Tanti gli incontri e i gesti di solidarietà: «Un ristoratore ci ha offerto la pizza a cena, molte persone ci offrivano il caffè. Ho visto anche tanti giovani impegnarsi come volontari, più ragazze che ragazzi». E però non mancano anche gli episodi deprecabili, dice Barazzetta, «come la necessità di soldati a presidiare i depositi delle auto giorno e notte per evitare che gli sciacalli staccassero i pezzi per rivenderli».
Ha fatto impressione, continua, «vedere le cataste di cose al bordo delle strade. Sembrano montagne di spazzatura, ma se le guardi da vicino sono bambole, giocattoli, cartoline, libri, oggetti di uso quotidiano.

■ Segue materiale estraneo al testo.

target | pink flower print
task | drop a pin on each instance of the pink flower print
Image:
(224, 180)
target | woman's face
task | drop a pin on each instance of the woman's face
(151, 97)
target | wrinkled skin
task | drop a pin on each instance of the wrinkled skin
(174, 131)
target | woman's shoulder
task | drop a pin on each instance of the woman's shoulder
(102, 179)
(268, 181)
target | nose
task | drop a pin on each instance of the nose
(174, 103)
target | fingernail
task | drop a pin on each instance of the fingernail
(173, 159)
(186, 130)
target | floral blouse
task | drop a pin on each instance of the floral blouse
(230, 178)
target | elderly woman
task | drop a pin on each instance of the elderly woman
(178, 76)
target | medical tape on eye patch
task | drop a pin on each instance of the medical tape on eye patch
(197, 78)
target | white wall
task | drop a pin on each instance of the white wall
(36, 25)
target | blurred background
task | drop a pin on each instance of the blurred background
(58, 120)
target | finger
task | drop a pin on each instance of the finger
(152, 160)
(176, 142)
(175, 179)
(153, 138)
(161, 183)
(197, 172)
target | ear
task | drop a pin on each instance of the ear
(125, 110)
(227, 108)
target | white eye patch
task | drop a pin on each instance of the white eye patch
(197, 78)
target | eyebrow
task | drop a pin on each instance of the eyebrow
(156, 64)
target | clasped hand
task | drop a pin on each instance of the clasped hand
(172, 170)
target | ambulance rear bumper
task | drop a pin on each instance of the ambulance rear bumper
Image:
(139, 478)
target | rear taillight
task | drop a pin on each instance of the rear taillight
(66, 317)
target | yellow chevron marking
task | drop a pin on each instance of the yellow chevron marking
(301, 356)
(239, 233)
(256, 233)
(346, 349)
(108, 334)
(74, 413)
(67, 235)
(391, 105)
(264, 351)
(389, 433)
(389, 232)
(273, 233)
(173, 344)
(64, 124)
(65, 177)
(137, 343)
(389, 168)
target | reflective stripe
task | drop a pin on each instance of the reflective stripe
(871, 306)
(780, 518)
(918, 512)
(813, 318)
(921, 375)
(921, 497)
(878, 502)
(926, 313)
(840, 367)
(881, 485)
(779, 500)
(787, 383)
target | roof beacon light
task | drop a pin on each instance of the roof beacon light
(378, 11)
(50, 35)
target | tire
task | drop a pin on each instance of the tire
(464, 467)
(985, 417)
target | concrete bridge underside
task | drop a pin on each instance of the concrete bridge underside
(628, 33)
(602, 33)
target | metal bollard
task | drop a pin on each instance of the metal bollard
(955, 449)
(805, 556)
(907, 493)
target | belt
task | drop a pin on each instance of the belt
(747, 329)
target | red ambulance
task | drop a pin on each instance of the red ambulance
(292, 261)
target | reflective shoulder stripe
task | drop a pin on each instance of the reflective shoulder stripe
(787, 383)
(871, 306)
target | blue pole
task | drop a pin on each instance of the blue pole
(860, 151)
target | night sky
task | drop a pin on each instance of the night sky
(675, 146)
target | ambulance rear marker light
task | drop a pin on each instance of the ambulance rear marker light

Pezzi di vita portati via dal fango. Ricordi. E le tante persone incontrate ce l’hanno detto: l’alluvione ha fatto tanti danni materiali, ma il dolore più forte è stato perdere oggetti a cui erano legati a livello affettivo, più che economico».
E tutti quelli che ha incontrato «guardavano al futuro. Erano rassegnati, sconfortati magari, ma nessuna delle persone che ho incontrato si era lasciata andare. Avranno la forza di ripartire».
Anche grazie ai volontari. «Il consiglio per chi vuole aiutare è di non partire per conto proprio. Ho visto diverse persone che a mezzogiorno non sapevano dove andare a mangiare o la sera dove andare a dormire. Chi vuole aiutare, si rivolga a un’associazione. Oppure – conclude – faccia una donazione a un’associazione consolidata come ANA Milano oppure la Croce Rossa. Diffidando di piccole raccolte fondi di associazioni nate magari da poche settimane».